Inter Quartile Range
We need a measure that is more robust and insensitive to outlier points. This measure of variation is called the interquartile range (IQR). The IQR is simply the difference between the third quartile (Q3) and the first quartile (Q1).
To calculate the IQR, you follow these steps:
1. Organize your data points from lowest to highest.
2. Calculate the percentiles.
3. Identify the 25th percentile (Q1) and the 75th percentile (Q3).
4. Subtract Q1 from Q3.
The middle 50% of the data, represented by the IQR, excludes the top 25% and the bottom 25% of the data, thereby eliminating many extreme or outlying values. This makes the IQR a more reliable measure of variation, as it focuses on the central portion of the dataset and is not influenced by extreme values that could make the range misleading.
By using the IQR, we get a clearer picture of the true variability in the data, allowing us to understand better how spread out the middle 50% of our observations are.
Let’s consider an example using income data. If we look at our summary statistics, the third quartile (Q3) is around 48,000, and the first quartile (Q1) is 8,000. The interquartile range (IQR) is calculated by subtracting Q1 from Q3:
IQR=48,000−8,000=40,000
As a measure of variation, the IQR is significantly smaller than the range, which was 1.25 lakh. This indicates that when we focus on the middle 50% of the data, the variation is much smaller.

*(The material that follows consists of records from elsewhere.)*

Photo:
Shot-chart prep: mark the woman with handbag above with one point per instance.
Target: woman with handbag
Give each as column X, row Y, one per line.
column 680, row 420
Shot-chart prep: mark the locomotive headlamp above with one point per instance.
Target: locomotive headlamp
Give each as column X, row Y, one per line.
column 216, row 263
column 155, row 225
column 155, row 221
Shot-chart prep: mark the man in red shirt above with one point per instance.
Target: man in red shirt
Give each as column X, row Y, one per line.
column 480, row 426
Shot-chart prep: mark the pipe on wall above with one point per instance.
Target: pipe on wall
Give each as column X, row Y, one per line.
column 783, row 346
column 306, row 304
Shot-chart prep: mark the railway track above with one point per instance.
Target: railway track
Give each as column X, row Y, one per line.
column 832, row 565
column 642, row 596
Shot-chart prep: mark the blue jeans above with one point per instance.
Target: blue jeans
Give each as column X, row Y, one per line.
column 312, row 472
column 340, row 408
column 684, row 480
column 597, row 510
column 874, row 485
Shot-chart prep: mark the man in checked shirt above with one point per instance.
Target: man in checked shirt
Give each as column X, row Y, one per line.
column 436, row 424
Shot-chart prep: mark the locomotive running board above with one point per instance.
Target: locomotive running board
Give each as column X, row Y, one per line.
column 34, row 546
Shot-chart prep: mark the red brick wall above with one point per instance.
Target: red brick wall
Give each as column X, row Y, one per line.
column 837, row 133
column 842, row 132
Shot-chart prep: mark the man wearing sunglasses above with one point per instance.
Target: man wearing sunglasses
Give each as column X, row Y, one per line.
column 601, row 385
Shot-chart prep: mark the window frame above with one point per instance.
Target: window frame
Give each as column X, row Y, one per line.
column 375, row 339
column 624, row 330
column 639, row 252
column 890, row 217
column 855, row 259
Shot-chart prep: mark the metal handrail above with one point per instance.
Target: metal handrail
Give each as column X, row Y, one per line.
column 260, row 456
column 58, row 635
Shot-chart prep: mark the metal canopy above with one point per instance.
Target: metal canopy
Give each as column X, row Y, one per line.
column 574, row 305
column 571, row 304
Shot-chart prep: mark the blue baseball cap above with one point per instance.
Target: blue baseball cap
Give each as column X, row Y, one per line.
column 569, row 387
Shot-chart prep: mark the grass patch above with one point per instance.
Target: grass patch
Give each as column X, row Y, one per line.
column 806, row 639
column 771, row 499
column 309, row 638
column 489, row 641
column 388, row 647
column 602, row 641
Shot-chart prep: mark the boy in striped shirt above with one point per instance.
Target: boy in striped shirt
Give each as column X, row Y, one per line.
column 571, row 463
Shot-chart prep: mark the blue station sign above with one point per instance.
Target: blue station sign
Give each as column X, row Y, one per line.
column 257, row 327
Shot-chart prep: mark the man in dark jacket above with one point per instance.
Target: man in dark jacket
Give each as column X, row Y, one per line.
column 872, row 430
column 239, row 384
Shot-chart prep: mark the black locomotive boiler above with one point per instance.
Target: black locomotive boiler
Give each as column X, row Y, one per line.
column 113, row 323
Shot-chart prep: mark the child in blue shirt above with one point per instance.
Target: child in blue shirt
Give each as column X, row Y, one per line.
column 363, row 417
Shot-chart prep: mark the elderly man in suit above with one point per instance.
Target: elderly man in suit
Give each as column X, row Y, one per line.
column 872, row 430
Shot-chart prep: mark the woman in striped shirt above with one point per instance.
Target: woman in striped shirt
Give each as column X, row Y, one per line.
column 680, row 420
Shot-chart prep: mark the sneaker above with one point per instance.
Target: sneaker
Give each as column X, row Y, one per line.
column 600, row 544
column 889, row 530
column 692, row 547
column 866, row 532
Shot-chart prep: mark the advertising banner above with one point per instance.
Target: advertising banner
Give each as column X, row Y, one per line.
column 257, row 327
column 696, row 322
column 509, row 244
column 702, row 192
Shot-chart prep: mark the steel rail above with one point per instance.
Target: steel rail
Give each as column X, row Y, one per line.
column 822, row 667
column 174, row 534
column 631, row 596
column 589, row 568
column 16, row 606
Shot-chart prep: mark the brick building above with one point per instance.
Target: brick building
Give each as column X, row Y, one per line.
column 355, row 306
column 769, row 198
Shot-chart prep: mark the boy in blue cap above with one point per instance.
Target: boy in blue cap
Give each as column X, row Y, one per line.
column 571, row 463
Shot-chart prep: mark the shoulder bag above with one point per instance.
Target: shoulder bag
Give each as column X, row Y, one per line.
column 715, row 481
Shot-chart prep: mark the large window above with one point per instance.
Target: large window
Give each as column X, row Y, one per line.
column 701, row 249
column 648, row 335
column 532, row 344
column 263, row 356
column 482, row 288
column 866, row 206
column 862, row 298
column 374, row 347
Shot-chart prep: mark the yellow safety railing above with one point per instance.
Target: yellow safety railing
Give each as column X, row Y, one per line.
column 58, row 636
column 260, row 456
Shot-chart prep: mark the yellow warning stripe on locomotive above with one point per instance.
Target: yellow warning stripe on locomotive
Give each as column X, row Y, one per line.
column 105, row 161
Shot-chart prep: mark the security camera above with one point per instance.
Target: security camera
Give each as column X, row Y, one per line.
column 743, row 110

The IQR gives us a more accurate picture of the variability in the dataset by ignoring extreme values. It focuses on the central portion of the data, making it a more effective measure of spread or variation, especially when we suspect that our dataset has outliers. By using the IQR, we get a clearer understanding of the true variability among the majority of the observations, without the distortion caused by outliers.